No sé, hijo mio, si celebre o llore la noticia que me das de haber sido honrado con esa toga. Contémplote en una esclavitud honrosa; mas, al fin, esclavitud.
Ya no eres mío, ni tuyo, sino todo del público.
Las obligaciones del cargo de juez no solo te emancipan de tu padre, también deben desprenderte de ti mismo.
Ya se acabó el mirar por tu comodidad, por tu salud, por tu reposo, para mirar por tu conciencia. Tu bien propio lo has de considerar como ajeno, y solo el público como propio.
Ya no hay para ti paisanos, amigos, ni parientes. Ya ni has de tener patria, ni carne, ni sangre.
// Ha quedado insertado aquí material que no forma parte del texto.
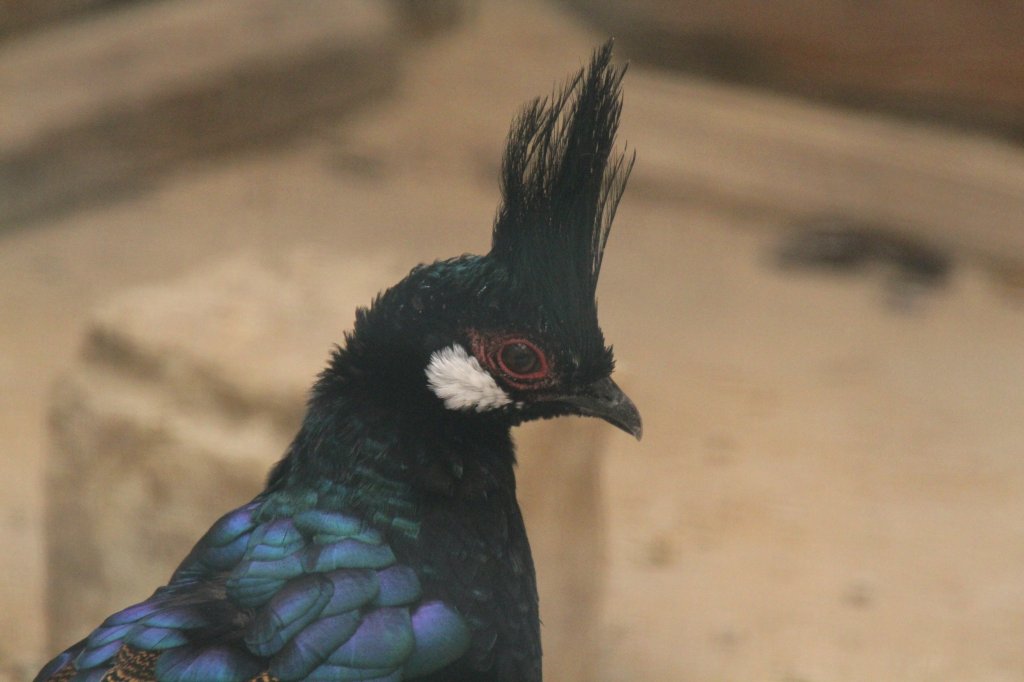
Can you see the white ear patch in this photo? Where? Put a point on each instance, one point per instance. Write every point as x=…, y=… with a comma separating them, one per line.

Quiero decir que no has de ser hombre. No por cierto, sino que la razón de hombre ha de vivir tan separada de la razón de juez, que no tengan el más leve comercio las acciones de la Judicatura con los afectos de la Humanidad.
Estas sabias palabras del ensayista español Fray Benito Jerónimo Feijoo, remitidas a mí por el prestigioso abogado Emigdio Valenzuela Moquete, vienen como anillo al dedo en estos momentos en que se escogen jueces para distintas cortes nacionales, y tanto los que nombran como los que son nombrados, deben tener muy en cuenta.
No quiero decir- concluye el sabio español- que el juez sea feroz, despiadado y duro, sino constante, animoso, íntegro.
Difícil es, pero no imposible, tener alma de cera para la vida privada y espíritu de bronce para la administración pública. Si padeciere el corazón sus blanduras, esté inaccesible a ella el sagrado alcázar de la Justicia. Dícese que las amistades pueden llegar hasta las aras. Pero en el templo de Astrea deben quedar fuera de las puertas.
A quien le sirva el sombrero, que se lo ponga.